Huntingdon Life Sciences >> Financial History

Huntingdon Life Sciences (HLS) have been reliant on loans since the beginning of the SHAC campaign. 

• 1998-2000: HLS initially had a £12 million loan with NatWest bank.
• 2000: When Royal Bank of Scotland took over NatWest they did not want to take the campaign with them, and when HLS failed to pay their money back in time they wrote off the debt for £1.
• January 2001: HLS then borrowed $15 million from US investment bank Stephens Inc., but after a year of campaigning they dropped HLS.
• July 2001: HLS make an agreement with Secretary of State for Trade and Industry to use private banking facilities via the Bank of England after HLS couldn't find any high street bank that would give them banking facilities.
• 2002: Largest insurance firm in the world, Marsh Inc., stop their insurance with HLS after protests. No other insurance firm will touch them and HLS are forced to get insurance cover through the UK government.
• 2005-2006: Two failed attempts to secure a lender.
• By 2006 HLS were $100 million dollars in debt after securing an "anonymous" foreign loan. No other financial institution would touch them.
• 2008: SHAC traced the anonymous 2006 loan through various shell companies back to the Fortress Investment Group, a US based financial company who specialize in high risk loans and acquisitions.
• 2009: HLS are still $70 million in debt and are meant to pay it back in 2011. HLS was in crisis in March 2009 when they were unable to make one of their loan repayments. Managing Director Brian Cass even tried putting out a desperate plea in the UK national press calling on a bank to give them a loan and bank account, but no one responded as HLS remain a pariah.

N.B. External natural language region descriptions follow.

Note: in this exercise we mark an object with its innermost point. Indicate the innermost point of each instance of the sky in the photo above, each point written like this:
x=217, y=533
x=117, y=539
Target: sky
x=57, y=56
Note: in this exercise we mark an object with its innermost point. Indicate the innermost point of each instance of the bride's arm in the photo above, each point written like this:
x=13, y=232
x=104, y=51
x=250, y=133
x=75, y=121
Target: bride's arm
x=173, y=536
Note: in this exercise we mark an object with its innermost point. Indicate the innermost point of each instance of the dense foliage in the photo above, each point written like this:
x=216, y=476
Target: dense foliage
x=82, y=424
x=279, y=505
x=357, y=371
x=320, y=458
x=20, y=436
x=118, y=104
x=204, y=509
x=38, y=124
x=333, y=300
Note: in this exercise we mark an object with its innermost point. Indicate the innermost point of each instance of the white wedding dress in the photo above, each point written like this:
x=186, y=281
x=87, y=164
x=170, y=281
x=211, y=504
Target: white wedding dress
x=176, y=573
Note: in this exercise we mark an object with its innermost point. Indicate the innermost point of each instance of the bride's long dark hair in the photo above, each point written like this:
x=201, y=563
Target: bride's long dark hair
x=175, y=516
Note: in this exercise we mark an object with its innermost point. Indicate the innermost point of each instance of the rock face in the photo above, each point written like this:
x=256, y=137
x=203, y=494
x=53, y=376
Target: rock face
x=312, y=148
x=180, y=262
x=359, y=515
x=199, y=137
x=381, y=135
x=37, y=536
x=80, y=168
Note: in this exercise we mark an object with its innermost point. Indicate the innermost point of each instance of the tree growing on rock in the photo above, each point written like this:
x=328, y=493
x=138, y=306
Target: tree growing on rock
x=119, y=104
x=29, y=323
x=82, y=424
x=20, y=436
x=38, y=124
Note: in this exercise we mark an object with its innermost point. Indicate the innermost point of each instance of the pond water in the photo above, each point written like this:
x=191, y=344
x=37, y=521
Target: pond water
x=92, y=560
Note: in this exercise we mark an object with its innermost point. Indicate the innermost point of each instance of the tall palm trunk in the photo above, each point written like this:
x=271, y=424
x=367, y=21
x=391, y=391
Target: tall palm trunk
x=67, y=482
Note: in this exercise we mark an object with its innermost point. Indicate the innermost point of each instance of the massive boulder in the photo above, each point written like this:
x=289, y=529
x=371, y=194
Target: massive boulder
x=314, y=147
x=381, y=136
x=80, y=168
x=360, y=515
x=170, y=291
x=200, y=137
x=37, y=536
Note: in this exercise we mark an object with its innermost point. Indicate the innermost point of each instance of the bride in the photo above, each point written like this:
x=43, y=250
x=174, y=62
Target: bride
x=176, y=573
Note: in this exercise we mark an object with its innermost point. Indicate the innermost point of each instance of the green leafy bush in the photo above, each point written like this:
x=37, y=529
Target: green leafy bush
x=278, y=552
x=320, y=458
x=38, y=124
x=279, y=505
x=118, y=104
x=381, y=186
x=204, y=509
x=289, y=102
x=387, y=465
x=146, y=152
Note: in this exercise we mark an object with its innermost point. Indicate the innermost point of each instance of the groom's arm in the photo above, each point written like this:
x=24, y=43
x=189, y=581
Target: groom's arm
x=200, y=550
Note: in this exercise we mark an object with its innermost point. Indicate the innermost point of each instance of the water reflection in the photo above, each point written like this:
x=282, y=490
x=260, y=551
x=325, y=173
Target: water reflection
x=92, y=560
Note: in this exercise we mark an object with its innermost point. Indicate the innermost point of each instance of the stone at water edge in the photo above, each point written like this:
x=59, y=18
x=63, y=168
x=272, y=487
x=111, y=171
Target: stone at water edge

• 2009: Following a global campaign against shareholders and the NYSE, HLS was left with only one option, to go private and get a further buyout loan to keep going. Before the buyout could take place, HLS were forced to commission an independent analysis of their financial situation. The results were incredible as HLS was proven to be on the brink of bankruptcy. (see The Plymouth Report.)
• 2010-2011: Following protests and talks with SHAC campaigners, Fortress Investment Group dropped their loan with HLS, losing $8 million in revenues.
• 2012-2013: The buyout loan from 2009 is now with U.S. Bank National Association, a subsidiary of U.S. Bank. U.S. Bank are the largest ever lender to HLS.